Ihr Lieben,
ich (w52) treffe mich nach langer Kontaktsperre seit einem halben Jahr mit meinem Ex, der sich vor 5 Jahren nach 11jähriger Beziehung wegen einer anderen Frau von mir trennte. Mit dieser Frau ist er bis heute glücklich zusammen. Ich war nach der für mich überraschenden Trennung lange Zeit sehr verzweifelt, ging (zu) schnell eine neue Beziehung ein, in der auch ich bis heute bin.
In meiner Exbeziehung fühlte ich mich angekommen, sicher und respektiert. Ich war richtig glücklich und dachte, mit diesem Menschen werde ich alt. Er fühlte genauso. Wir hatten einen liebevollen, zärtlichen und humorvollen Umgang; unternahmen viel gemeinsam, aber auch jeder für sich; hatten uns erfüllende Berufe, kurz, es war ein schönes Leben. Sicher gab es auch Probleme; wir hatten beide mit beruflicher Überforderung und depressiven Phasen zu kämpfen, sprachen aber offen darüber und unterstützten uns, so gut es ging. Ja, und auch die S. Leidenschaft war nicht mehr wie am Anfang, das habe ich kolossal unterschätzt.

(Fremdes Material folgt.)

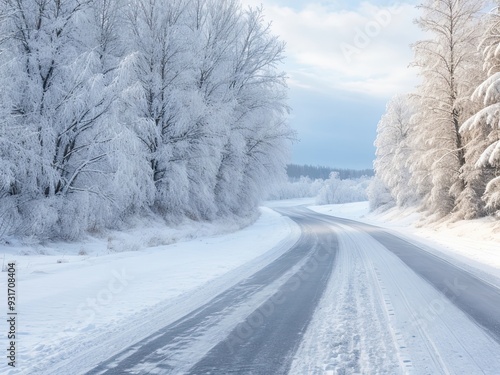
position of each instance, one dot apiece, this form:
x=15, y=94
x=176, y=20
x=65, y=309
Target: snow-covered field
x=473, y=245
x=74, y=306
x=75, y=300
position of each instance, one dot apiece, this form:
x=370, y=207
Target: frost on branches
x=439, y=149
x=112, y=110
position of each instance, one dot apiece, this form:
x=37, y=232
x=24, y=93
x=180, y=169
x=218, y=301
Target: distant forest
x=295, y=171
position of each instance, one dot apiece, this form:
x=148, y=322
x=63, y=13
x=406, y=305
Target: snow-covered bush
x=379, y=195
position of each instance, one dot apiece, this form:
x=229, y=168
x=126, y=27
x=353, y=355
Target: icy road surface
x=347, y=298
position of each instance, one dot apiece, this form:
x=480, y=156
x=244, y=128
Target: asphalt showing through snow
x=477, y=298
x=265, y=341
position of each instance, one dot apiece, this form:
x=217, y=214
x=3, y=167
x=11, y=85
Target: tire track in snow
x=349, y=333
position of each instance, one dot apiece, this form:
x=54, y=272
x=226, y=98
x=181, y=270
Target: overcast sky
x=345, y=60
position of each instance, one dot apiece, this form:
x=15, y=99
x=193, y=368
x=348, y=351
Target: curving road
x=388, y=307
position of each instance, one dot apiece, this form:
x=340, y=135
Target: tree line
x=114, y=108
x=295, y=171
x=439, y=147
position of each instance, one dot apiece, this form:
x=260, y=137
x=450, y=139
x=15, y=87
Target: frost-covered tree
x=337, y=191
x=394, y=152
x=483, y=128
x=258, y=128
x=59, y=110
x=113, y=108
x=449, y=68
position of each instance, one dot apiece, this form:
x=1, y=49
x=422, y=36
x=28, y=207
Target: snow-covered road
x=342, y=297
x=379, y=316
x=387, y=307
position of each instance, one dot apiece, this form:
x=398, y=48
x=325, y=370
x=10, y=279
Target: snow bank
x=68, y=308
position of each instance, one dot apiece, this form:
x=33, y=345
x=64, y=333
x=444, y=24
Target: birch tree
x=449, y=70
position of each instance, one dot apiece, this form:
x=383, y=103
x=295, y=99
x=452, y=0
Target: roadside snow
x=68, y=308
x=379, y=317
x=473, y=244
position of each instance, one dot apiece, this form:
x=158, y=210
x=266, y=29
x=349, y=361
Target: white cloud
x=362, y=50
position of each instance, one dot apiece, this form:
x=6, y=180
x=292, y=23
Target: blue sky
x=345, y=60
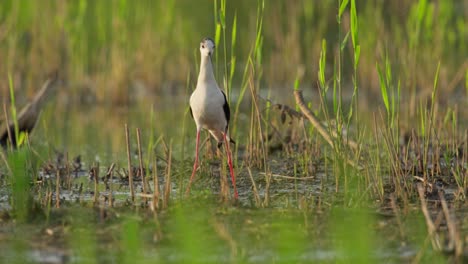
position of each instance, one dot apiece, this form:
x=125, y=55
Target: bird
x=29, y=114
x=210, y=109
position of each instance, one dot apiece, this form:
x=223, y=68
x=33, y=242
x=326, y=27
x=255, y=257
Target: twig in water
x=316, y=123
x=167, y=186
x=155, y=185
x=129, y=159
x=430, y=225
x=289, y=177
x=140, y=157
x=254, y=186
x=455, y=243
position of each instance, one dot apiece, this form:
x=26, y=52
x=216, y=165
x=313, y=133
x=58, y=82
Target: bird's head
x=207, y=47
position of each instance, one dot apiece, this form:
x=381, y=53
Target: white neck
x=206, y=70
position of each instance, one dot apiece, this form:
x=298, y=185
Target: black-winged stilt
x=210, y=109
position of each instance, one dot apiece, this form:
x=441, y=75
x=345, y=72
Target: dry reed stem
x=95, y=170
x=7, y=121
x=110, y=172
x=57, y=189
x=224, y=193
x=167, y=185
x=129, y=160
x=140, y=157
x=67, y=163
x=435, y=239
x=455, y=243
x=255, y=190
x=321, y=129
x=155, y=185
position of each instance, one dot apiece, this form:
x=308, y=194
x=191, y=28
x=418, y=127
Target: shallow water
x=298, y=219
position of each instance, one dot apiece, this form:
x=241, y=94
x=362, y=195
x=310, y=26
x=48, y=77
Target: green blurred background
x=117, y=51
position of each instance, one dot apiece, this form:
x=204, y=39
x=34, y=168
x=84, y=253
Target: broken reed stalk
x=95, y=171
x=110, y=172
x=140, y=157
x=67, y=164
x=455, y=243
x=321, y=129
x=255, y=190
x=7, y=121
x=167, y=184
x=436, y=245
x=155, y=185
x=57, y=189
x=129, y=159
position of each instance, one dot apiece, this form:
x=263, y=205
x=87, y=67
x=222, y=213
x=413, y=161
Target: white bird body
x=209, y=107
x=207, y=102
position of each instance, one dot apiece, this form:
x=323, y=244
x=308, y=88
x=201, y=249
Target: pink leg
x=195, y=164
x=231, y=170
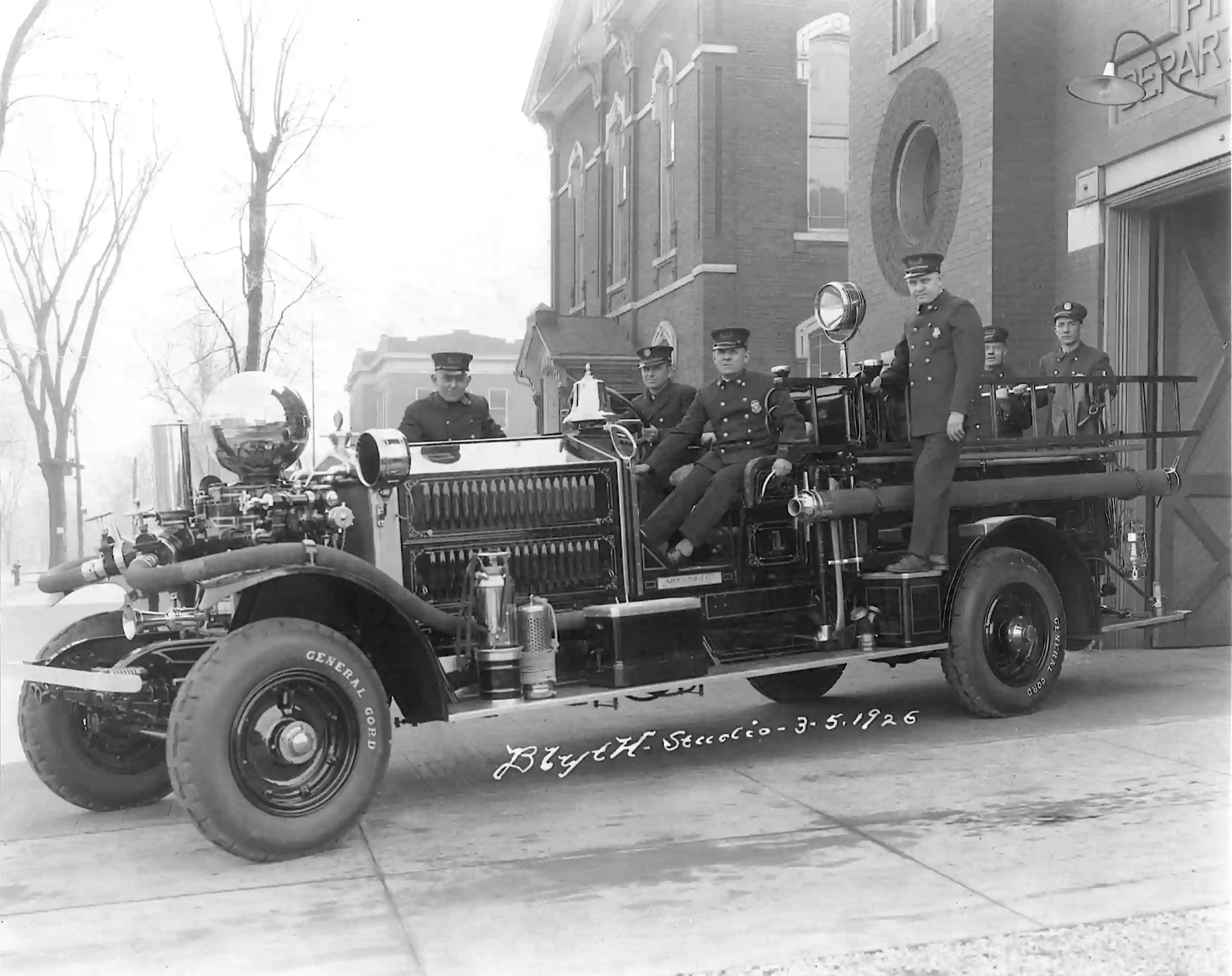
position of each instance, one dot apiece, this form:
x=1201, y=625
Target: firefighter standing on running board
x=939, y=360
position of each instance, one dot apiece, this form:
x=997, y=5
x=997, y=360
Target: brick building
x=383, y=381
x=965, y=140
x=698, y=172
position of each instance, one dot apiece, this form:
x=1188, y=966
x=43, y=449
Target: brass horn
x=177, y=619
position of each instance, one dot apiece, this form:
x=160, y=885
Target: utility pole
x=77, y=471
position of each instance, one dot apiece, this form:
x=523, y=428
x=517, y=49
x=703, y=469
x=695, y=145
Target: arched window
x=822, y=60
x=578, y=197
x=617, y=173
x=664, y=112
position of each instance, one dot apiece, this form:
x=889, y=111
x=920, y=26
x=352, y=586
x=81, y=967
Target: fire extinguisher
x=865, y=619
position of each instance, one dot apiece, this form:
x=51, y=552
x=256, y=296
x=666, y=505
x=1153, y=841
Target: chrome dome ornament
x=260, y=425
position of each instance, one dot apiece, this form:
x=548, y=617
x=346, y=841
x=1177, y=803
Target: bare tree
x=63, y=281
x=16, y=48
x=14, y=474
x=296, y=127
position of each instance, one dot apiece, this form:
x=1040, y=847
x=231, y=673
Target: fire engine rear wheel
x=799, y=688
x=84, y=754
x=1007, y=635
x=279, y=740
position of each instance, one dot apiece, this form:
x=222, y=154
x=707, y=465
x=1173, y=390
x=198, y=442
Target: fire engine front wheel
x=1007, y=635
x=799, y=688
x=84, y=754
x=279, y=740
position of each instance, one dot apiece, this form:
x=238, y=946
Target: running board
x=580, y=695
x=1134, y=622
x=126, y=682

Als er sich nach 11 Jahren in seine Arbeitskollegin verliebte, fiel ich ins Bodenlose und wurde akut depressiv. Ich versuchte, die Fassung zu wahren, was mir nur halbwegs gelang. Nach langen 4 Monaten, in denen er wie ein Stein schwieg, zog ich aus und gab ihm weitere 3 Monate Zeit, sich zu entscheiden. Nach 6 Wochen hatte er sich dann für die andere Frau entschieden. Ich zog in die Wohnung zurück (die vorher meine war) und bat ihn, weg zu sein, wenn ich käme. Wir klärten den Auszug nur über sms, alles verlief sehr fair. Ich verging in dieser Zeit fast vor Schmerz und konnte nicht fassen, dass dieser warme, empathische, mir immer zugewandte Mensch sich so zurückzog.
Es gab dann in den zwei folgenden Jahren nur wenig Kontakt. Wir trafen uns selten, es flossen Tränen und Vorwürfe meinerseits. Irgendwann brach ich den Kontakt ganz ab, ich konnte nicht mehr. Jedes Mal brauchte ich mehrere Tage nach den Treffen, um wieder zu mir kommen. Trotz Therapie, Meditation, neuer Beziehung und vielen, vielen Gesprächen mit Freunden blieb dieser Schmerz und diese Trauer.
Dann folgten fast 2 1/2 Jahre ganz ohne Kontakt, in denen es erst besser wurde, aber mich dann Wellen der Sehnsucht, der Wut und der Trauer fast täglich überrollten. Ich wollte mich dem stellen und nicht mehr wegrennen. Wollte Antworten auf meine Fragen, wollte abschließen und es nun aushalten, von seinem neuen Leben zu hören. Nun, seit einem halben Jahr treffen wir uns wieder. In all den Jahren hat er immer wieder betont, wie wichtig ich für ihn sei, wie dankbar er für unsere Zeit sei und dass er mich in seinem Leben haben möchte. Er hätte mich in seinem Herzen und warme Gefühle für mich.
Die letzten Treffen waren anfangs schwierig, ich bekam zum Teil schmerzhafte und ehrliche Antworten. Inzwischen sind die Treffen vertraut und schön. Während der Gespräche merke ich, dass die Fassungslosigkeit über die Trennung und der Schmerz noch immer da sind. Dass ich ihn noch immer liebe und sehr, sehr schätze. Er war mein Mensch und ist es noch immer. Nach den Treffen fühle ich mich verwundet und unendlich traurig. Ich lasse es ihn nicht anmerken. Er weiß jedoch um meine Liebe für ihn. Ich habs ihm geschrieben.
Wie lebt man damit, zu erkennen, dass der Ex der Eine war? Obwohl mir mein Verstand sagt, dass er jedes Recht hatte, zu gehen und dass er sich für sich und sein Wohlergehen entschieden hat, fällt es mir so schwer, damit zu leben. Darunter leidet natürlich auch meine aktuelle Beziehung. Wem geht es noch so? Wie lebt man mit diesen Schuldgefühlen, der Scham wegen der gescheiterten Beziehung und der Trauer um das gelebte, aber auch ungeliebte Leben? Wie damit umgehen, dass die andere das jetzt alles mit ihm leben darf? Geht es noch jemandem so? Nach so langer Zeit? Kann gar nicht mehr mit Freunden darüber sprechen, weil ich mich schäme für mein Unvermögen, damit souverän (bin ich sonst sehr) umzugehen.
Danke für euer geduldiges Mitlesen und jede Antwort.